Şimdi bazı “gericiler”  ‘yahu bu opera, bale, senfonin bize ne faydası var?’ şeklinde suyu bulandırmaya çalışsa da çağdaş dinozorların ağzı kulağında bir an evvel AKM bünyesindeki 2 bin 40 kişilik opera salonunu doldurmaya kilitlenmiş durumdalar. Olmadı 802 kişilik tiyatro salonu var…

Yani toplamda 3 bin kişi etmiyor. Zaten söz konusu “sanat harikası” binadan ancak bu kadar “elit”, “entelektüel”, “çağdaş” vatandaş faydalanabilir.

Semt pazarında alışverişe çıkan ve fahiş fiyatlar karşısında afallayıp akşama ne pişireceğini kuruşu kuruşuna hesap eden “Anadolu kadınının” ya da ay sonu yaklaşırken maaşını linç etmeyi bekleyen faturaları, kirayı, çocukların okul masraflarını bir kabus gibi tekrar tekrar düşünen “emektar vatandaşı” böyle yerlerde işi ne? Gitsin evinde oturup dünyaca ünlü dizilerimizi izlesin, onlara o kadar sanat yeter.

Böyle yerler bir avuç mutlu azınlığın “sanat yuvası” olabilir ancak.

2 MİLYARA YAZIK OLMUŞ

Londra Sömürge Orkestrası’nın (pardon “Filarmoni”) vereceği konserdeki üstün sanat anlayışını bizler anlayabilir miyiz?

Ya da bir bale gösterisindeki estetiği kavrayabilecek yetenek var mı bizde? Tabii ki yok. Olamazda!

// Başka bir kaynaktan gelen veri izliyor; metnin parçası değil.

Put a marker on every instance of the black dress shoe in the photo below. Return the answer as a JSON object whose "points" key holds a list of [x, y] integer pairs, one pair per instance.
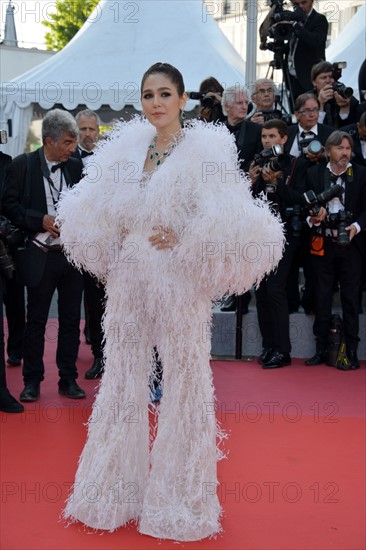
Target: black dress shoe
{"points": [[265, 355], [87, 336], [353, 362], [69, 388], [14, 361], [319, 358], [8, 403], [30, 392], [96, 370], [229, 304], [276, 360]]}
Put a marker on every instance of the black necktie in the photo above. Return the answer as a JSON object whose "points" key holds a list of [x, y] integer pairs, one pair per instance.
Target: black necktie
{"points": [[57, 166]]}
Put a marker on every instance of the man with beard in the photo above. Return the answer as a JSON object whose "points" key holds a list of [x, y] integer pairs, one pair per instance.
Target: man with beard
{"points": [[337, 253]]}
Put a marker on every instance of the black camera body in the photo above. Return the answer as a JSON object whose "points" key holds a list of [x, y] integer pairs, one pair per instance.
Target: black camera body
{"points": [[276, 114], [345, 91], [273, 158], [206, 100], [339, 221], [313, 202], [9, 236], [310, 145], [295, 215]]}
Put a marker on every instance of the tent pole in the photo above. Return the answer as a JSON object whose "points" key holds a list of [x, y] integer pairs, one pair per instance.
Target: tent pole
{"points": [[251, 45]]}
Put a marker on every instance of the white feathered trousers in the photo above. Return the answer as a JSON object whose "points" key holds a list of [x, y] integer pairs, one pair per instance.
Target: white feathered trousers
{"points": [[170, 491]]}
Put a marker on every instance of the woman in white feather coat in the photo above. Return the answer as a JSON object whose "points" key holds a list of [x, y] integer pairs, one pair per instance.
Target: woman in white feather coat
{"points": [[166, 220]]}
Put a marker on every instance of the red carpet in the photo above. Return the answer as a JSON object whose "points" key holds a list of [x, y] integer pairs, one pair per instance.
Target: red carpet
{"points": [[294, 477]]}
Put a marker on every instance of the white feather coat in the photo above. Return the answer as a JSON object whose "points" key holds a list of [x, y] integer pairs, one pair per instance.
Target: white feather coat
{"points": [[227, 242]]}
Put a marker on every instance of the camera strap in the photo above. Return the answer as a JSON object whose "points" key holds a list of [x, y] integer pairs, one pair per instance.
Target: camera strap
{"points": [[54, 192], [330, 178]]}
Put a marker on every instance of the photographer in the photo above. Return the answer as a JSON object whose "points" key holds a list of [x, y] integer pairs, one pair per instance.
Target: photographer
{"points": [[7, 402], [337, 243], [247, 134], [33, 184], [265, 103], [299, 35], [275, 176], [307, 128], [338, 106], [235, 101], [210, 98]]}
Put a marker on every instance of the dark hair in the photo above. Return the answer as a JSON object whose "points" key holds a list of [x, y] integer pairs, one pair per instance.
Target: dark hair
{"points": [[302, 99], [336, 138], [170, 72], [277, 123], [210, 84], [56, 123], [319, 68], [362, 120]]}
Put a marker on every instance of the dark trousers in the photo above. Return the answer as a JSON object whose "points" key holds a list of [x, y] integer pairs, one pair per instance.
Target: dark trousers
{"points": [[2, 356], [94, 298], [15, 313], [272, 302], [344, 263], [60, 275]]}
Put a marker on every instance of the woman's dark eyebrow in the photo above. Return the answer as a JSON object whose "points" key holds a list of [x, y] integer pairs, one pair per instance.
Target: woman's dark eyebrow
{"points": [[159, 89]]}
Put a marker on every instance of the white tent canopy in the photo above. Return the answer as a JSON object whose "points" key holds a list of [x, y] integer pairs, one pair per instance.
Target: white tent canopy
{"points": [[104, 62], [350, 46]]}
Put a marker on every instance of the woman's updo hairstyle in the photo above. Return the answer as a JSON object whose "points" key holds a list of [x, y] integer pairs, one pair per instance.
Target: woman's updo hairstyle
{"points": [[170, 72]]}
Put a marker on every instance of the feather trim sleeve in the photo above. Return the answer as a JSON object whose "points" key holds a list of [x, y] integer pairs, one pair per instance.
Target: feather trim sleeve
{"points": [[91, 227], [232, 240]]}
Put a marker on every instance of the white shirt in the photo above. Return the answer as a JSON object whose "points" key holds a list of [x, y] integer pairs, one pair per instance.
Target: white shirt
{"points": [[52, 194], [295, 149]]}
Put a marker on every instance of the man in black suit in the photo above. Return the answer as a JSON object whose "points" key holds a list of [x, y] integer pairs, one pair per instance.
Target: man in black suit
{"points": [[306, 130], [358, 133], [283, 189], [13, 297], [32, 186], [247, 134], [306, 46], [307, 114], [94, 294], [235, 101], [332, 260], [335, 110]]}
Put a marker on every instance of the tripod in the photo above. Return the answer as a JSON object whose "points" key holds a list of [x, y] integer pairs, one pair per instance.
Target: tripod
{"points": [[279, 62]]}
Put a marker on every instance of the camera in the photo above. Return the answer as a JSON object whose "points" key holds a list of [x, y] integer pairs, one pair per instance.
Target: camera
{"points": [[273, 158], [345, 91], [313, 202], [310, 145], [340, 221], [294, 213], [280, 30], [3, 137], [206, 100], [9, 236]]}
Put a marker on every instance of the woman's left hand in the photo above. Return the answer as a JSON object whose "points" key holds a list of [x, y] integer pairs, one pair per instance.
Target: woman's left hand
{"points": [[164, 238]]}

Daha 90 yıl önce bu ülkeyi işgal edip tarumar edenler, geride bize bu paçavraları bıraktı. Onlar koca Osmanlı’nın yeraltı yerüstü zenginliklerine çökerken bizi “fareli köyün kavalcısı” gibi bu paçavroz sanat ucubeleri ile avuttular, uyuttular. İlerlemenin medenileşmenin yolunun böyle olduğu yalanıyla nesillerimizin beyinlerini kirlettiler.

Giyim kuşamımızdan eğitim sistemimize, hukuk düzenimizden ekonomimize kadar hayatın her alanında taklitçi bir… gibi onları taklit etmemizi istediler ve başardılar. Ne zaman yerli sanayi, yerli üretim, manevi değerlerimiz diyen birisi olduysa susturdular ya da imha ettiler.

Şimdi bu güne kadar onlarca yıl halka zorla benimsetilmeye çalışılan sömürge değerlerinin sahne aldığı bundan sonra da halkın öz kültürü ve sanatından uzak Batı öykünmesi ile dolu sanatların icra edileceğini tahmin ettiğimiz AKM’nin kime ne faydası var?